I teach mainly first year Computing students and also conduct research into how humans interact with computing, what decisions they make about their own privacy and how to better inform those decisions.
I did Computing at Higher level at school and was encouraged to study it at university by one of my teachers who opened my eyes to the wide range of careers that are possible in computing – other than the programming aspect - including looking at different types of technology and how they can be used by people to improve their lives. My PhD, at the University of Dundee, examined how adults living with disabilities used technology to assist their day-to-day activities. Once I’d completed that, I came to Abertay as a postdoctoral researcher on a Knowledge Exchange project called Design in Action and after two years, and my first maternity leave, I started my permanent lectureship.
In my current position, I work part-time over three days a week so I can split my time between work and caring for my two young sons. Saying that, I don’t think anyone has the perfect work/life balance! Sometimes there are more work demands that mean I have less time for family and sometimes my children need me more so I spend less time working. I’m really lucky that my job is reasonably flexible, if still demanding, and that my colleagues are there to provide additional support when I need it (and vice-versa). I’ve needed to vary my work patterns since the birth of my second son – when I dropped from a 0.8FTE contract to 0.7FTE (condensed into three days) – and my line managers and Abertay HR have always been supportive to my flexible working requests. Staff with children or other caring responsibilities also get five Carer’s days per year if family demands need to take you out of work unexpectedly.

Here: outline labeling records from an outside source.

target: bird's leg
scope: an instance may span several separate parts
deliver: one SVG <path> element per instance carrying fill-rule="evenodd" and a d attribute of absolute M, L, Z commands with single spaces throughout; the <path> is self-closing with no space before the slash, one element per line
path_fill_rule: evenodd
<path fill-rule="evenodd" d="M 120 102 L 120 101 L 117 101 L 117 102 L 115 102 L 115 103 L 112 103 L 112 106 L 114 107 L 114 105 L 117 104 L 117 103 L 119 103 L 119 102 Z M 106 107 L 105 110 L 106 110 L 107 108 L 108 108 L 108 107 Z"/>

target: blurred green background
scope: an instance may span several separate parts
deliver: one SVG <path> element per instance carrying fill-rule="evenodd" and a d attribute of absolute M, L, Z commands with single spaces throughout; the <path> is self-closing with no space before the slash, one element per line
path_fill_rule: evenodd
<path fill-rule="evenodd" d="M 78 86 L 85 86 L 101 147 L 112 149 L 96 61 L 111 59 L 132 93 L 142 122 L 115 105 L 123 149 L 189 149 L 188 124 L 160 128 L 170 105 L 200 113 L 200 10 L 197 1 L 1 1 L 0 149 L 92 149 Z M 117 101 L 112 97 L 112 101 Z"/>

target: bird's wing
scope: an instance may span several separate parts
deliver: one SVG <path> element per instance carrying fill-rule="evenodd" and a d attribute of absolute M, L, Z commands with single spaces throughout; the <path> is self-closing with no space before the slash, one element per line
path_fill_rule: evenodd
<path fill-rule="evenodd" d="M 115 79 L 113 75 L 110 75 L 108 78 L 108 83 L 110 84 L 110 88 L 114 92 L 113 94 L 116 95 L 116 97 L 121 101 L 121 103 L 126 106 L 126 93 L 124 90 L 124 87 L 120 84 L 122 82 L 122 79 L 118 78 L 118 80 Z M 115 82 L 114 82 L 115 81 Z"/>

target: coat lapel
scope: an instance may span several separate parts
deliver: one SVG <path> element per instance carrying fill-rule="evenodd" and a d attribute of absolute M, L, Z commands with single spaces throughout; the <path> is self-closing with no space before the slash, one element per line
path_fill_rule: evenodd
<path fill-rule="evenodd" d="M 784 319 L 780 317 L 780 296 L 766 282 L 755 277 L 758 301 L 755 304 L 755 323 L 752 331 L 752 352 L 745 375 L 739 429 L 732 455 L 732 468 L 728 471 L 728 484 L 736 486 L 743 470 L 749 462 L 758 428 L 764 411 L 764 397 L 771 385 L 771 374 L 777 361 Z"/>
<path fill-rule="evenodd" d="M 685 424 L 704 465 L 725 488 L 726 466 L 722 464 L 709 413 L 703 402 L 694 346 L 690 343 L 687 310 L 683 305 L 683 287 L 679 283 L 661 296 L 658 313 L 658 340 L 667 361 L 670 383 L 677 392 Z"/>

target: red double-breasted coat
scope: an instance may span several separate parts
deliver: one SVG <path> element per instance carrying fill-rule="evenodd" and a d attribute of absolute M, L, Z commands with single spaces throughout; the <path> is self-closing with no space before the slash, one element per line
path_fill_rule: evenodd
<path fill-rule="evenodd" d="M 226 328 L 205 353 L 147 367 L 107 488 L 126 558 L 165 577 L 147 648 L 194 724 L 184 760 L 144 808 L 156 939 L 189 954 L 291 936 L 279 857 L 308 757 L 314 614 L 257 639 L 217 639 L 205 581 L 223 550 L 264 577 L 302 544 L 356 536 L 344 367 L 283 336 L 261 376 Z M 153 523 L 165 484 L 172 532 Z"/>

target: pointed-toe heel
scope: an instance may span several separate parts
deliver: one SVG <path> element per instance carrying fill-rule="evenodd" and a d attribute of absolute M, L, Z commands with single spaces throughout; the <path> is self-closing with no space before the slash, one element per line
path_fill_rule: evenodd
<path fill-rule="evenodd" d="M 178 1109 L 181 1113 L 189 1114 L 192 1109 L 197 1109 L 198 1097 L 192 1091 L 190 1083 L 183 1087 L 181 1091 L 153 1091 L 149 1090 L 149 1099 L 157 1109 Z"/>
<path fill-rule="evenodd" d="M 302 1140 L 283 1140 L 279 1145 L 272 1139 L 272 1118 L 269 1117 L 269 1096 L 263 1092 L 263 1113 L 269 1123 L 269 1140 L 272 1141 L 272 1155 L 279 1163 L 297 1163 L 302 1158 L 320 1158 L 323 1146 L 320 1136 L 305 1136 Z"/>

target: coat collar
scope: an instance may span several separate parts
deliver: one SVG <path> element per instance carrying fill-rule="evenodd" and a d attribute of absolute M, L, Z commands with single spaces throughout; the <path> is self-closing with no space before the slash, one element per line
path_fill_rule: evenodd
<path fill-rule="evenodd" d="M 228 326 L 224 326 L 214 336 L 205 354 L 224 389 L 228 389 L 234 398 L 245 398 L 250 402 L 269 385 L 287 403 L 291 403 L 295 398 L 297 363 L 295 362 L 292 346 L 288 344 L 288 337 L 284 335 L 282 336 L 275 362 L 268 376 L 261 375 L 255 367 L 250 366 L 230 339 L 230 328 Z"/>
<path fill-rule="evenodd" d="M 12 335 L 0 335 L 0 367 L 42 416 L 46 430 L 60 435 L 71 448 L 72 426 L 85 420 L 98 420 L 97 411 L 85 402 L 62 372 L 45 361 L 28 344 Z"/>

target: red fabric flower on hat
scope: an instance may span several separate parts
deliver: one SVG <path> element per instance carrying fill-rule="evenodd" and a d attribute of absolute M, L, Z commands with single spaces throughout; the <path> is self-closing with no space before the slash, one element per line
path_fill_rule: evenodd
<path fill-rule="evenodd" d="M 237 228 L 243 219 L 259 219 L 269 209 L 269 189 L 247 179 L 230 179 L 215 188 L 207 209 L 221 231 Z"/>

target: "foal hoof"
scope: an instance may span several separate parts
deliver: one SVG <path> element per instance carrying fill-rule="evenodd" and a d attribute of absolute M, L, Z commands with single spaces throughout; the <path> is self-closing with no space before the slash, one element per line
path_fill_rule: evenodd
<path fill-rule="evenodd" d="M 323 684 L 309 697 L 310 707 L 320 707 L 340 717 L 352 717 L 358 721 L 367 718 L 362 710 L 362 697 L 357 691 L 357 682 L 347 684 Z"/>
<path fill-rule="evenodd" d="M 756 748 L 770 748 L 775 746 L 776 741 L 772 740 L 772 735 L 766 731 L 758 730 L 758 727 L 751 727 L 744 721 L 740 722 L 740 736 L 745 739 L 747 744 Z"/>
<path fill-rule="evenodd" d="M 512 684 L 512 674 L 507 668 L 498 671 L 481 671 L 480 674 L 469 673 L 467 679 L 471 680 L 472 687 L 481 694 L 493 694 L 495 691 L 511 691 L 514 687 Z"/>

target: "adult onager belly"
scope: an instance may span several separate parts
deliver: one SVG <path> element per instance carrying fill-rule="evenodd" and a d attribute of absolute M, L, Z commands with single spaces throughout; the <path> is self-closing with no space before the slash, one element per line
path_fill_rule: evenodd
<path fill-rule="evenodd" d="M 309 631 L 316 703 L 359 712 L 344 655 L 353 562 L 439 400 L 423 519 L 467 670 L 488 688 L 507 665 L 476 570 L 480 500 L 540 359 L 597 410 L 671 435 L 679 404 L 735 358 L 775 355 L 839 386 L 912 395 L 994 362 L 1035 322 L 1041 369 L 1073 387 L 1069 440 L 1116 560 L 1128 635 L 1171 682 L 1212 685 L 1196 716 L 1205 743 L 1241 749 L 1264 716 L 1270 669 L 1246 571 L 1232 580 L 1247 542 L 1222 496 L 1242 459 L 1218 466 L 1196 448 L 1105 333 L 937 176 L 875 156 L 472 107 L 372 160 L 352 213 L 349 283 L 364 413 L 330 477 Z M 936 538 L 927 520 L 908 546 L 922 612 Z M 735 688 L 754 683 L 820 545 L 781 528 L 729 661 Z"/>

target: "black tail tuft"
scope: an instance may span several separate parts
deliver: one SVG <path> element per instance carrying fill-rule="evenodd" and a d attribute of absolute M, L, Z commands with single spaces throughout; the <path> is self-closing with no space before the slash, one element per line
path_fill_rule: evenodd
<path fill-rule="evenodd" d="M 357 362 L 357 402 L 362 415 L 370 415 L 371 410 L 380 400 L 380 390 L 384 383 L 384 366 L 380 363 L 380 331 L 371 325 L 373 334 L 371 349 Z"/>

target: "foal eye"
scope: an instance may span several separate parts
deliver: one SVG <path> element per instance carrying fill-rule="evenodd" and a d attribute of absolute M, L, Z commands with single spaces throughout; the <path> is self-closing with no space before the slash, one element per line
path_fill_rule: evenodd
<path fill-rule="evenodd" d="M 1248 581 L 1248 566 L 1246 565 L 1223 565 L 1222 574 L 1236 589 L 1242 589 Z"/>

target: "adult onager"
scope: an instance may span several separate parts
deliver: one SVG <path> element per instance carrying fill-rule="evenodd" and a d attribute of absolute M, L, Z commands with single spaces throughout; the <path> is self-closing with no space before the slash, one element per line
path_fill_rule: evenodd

I don’t think there’s been any one particular person, lots of people have inspired me at different times. Particular teachers at school, tutors at uni and now my colleagues at work have all been great and helped encourage me to go further. Computing was definitely male-dominated when I was at school; by the time I got to Higher level, there were only two females in the class and uni was about the same ratio. Within SDI at Abertay, the staff gender balance is about 50/50, which I think is a testament to those women who do pursue the subject past school level and tend to keep going as they’re interested and able, and not necessarily driven by what the majority of their peer group are doing.
I would’ve told myself not to worry so much about how I would be perceived as a female studying computing. My experience has shown me that we are all individual and that it really doesn’t matter. Also, I would have told myself to invest in Bitcoin back when it was really cheap!